= Tony Hollins =

American singer-songwriter (1909–1957)

Tony Hollins (June 25, 1909 - January 1957) was an American blues singer, guitarist and songwriter.

==Biography==
Hollins is thought to have been born in Oktibbeha County, Mississippi, and was raised at Lucky's Plantation. In the 1920s, he dated John Lee Hooker's sister Alice. On visits, he impressed Hooker with his skill on the guitar, helped teach him to play, and gave Hooker his first guitar. For the rest of his life, Hooker regarded Hollins as a formative influence on his style of playing and his career as a musician. Among the songs that Hollins reputedly taught Hooker were versions of "Crawlin' King Snake" and "Catfish Blues".

Hollins primarily worked as a barber in Clarksdale, Mississippi.

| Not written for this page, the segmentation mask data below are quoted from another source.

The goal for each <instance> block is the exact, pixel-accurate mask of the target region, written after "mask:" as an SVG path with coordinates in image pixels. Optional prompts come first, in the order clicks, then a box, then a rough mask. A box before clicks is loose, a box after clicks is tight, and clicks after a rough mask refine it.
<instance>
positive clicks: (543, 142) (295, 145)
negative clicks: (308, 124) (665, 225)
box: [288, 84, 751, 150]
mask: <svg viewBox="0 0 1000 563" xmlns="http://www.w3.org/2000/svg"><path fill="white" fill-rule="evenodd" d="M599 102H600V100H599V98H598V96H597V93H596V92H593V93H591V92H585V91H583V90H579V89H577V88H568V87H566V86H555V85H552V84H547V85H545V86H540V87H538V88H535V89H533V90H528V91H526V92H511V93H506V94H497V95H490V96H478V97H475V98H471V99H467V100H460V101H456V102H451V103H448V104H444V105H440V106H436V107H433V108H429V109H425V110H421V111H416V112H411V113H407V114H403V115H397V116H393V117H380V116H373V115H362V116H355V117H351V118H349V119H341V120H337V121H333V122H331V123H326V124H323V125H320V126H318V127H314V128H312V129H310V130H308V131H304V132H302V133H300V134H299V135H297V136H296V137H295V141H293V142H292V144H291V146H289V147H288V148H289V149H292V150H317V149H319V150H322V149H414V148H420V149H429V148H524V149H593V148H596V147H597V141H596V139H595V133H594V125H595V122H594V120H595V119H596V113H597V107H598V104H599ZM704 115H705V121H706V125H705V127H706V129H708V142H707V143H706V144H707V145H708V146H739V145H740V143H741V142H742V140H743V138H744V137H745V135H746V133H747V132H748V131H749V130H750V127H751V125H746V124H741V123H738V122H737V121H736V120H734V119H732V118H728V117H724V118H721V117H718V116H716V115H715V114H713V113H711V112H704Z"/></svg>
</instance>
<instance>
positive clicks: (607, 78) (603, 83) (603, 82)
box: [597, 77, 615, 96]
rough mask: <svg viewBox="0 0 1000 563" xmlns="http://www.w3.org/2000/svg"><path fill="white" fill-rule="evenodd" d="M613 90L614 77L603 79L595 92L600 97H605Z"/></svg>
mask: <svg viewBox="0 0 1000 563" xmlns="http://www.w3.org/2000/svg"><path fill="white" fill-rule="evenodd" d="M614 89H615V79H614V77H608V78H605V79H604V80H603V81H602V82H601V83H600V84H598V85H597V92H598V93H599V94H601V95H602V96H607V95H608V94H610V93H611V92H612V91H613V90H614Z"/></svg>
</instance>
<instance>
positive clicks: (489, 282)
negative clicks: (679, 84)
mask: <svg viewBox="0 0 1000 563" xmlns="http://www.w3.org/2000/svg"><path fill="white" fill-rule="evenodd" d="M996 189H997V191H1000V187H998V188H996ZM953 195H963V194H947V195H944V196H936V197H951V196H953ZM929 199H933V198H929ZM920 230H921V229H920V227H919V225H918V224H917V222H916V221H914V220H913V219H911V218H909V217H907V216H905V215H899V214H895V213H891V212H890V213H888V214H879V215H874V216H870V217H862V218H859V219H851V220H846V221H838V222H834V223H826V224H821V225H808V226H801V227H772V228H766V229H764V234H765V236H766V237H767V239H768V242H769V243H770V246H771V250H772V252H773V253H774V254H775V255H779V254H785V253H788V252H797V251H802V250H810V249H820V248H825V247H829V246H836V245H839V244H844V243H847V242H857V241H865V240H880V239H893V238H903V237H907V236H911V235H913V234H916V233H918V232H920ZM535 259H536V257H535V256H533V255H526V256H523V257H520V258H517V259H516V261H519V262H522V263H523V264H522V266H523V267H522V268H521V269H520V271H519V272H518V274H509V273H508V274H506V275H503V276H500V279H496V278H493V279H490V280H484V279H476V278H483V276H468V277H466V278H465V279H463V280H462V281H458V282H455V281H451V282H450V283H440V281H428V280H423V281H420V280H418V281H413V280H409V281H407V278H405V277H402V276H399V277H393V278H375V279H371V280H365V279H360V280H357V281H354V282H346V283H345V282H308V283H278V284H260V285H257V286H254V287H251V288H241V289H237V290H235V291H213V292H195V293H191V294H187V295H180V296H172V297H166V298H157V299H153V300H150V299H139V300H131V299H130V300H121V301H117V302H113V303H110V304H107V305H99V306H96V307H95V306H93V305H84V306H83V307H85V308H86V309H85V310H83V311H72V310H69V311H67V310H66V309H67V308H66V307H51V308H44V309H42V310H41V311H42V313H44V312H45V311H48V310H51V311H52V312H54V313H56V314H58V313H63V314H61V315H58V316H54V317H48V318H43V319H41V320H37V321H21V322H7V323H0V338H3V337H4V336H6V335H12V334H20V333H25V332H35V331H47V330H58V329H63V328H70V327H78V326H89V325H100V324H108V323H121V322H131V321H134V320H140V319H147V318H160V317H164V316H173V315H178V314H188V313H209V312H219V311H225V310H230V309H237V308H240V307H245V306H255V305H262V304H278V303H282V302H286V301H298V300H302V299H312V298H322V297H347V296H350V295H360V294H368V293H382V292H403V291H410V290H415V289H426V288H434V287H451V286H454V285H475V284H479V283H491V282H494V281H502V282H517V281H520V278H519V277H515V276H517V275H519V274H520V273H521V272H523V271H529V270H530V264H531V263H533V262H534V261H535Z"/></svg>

He made his first recordings for OKeh Records in Chicago in 1941, including "Crosscut Saw Blues", "Crawlin' King Snake" and "Traveling Man Blues", both songs later performed by Hooker, in the latter case renamed as "When My Wife Quit Me". Hollins failed to maintain a career as a musician and returned to Clarksdale. However, he went back to Chicago in the late 1940s, and recorded for Decca with Sunnyland Slim in 1951.

He is believed to have died in Clarksdale early in 1957, although one source places his death in Chicago in 1959.